Contemporary artist and Syracuse University art professor Sam Van Aken, grew the first Tree of 40 Fruit, a hybrid fruit tree that produces over 40 varieties of fruit, as a form of artistic expression.
But the trees (there are now over 16 in museums and community centers across the U.S.) are also sparking an important conversation about our lack of food diversity.
Van Aken has over 250 stone fruit varieties he sources from. When he places a tree, Van Aken goes to local farmers in the area and collects native varieties. He then grafts the varieties onto the tree. Each fruit has its own timeline for when it will blossom, allowing Van Aken to “sculpt” the tree to his liking. The trees produce plums, peaches, apricots almonds and more. Once a tree is planted, it takes about 5 years to graft 40 varieties of fruit.
While the project was intended, first and foremost, as art, it evolved during the process. In an interview with Epicurious, Van Aken said,”In trying to find different varieties of stone fruit to create the Tree of 40 Fruit, I realized that for various reasons, including industrialization and the creation of enormous monocultures, we are losing diversity in food production and that heirloom, antique, and native varieties that were less commercially viable were disappearing.”

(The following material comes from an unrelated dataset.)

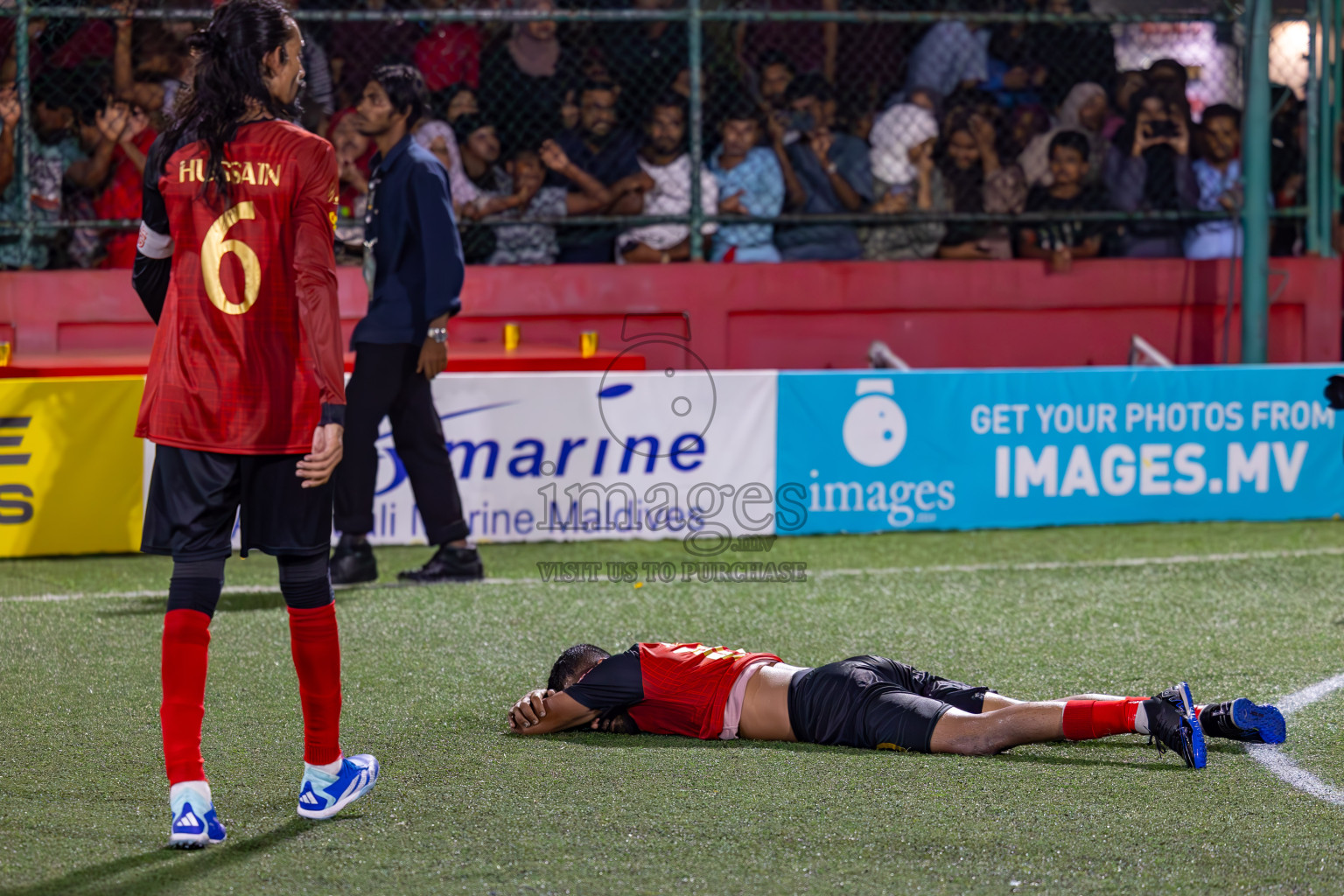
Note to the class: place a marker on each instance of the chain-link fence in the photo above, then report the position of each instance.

He now sees the grafting as a way to preserve these dwindling varieties. Van Aken got the majority of his varieties from New York State Agriculture Experiment Station, an orchard in Geneva, New York. After they decided to tear down the orchard, Van Aken took over the lease until he finished grafting all its varieties onto his own trees.
Van Aken gives most of the fruit from his trees away. But many families, he said, report that the tree produces the perfect amount of fruit. Because different fruits bloom at different times (July through October) they didn’t feel inundated by a single variety of fruit at any given period of time.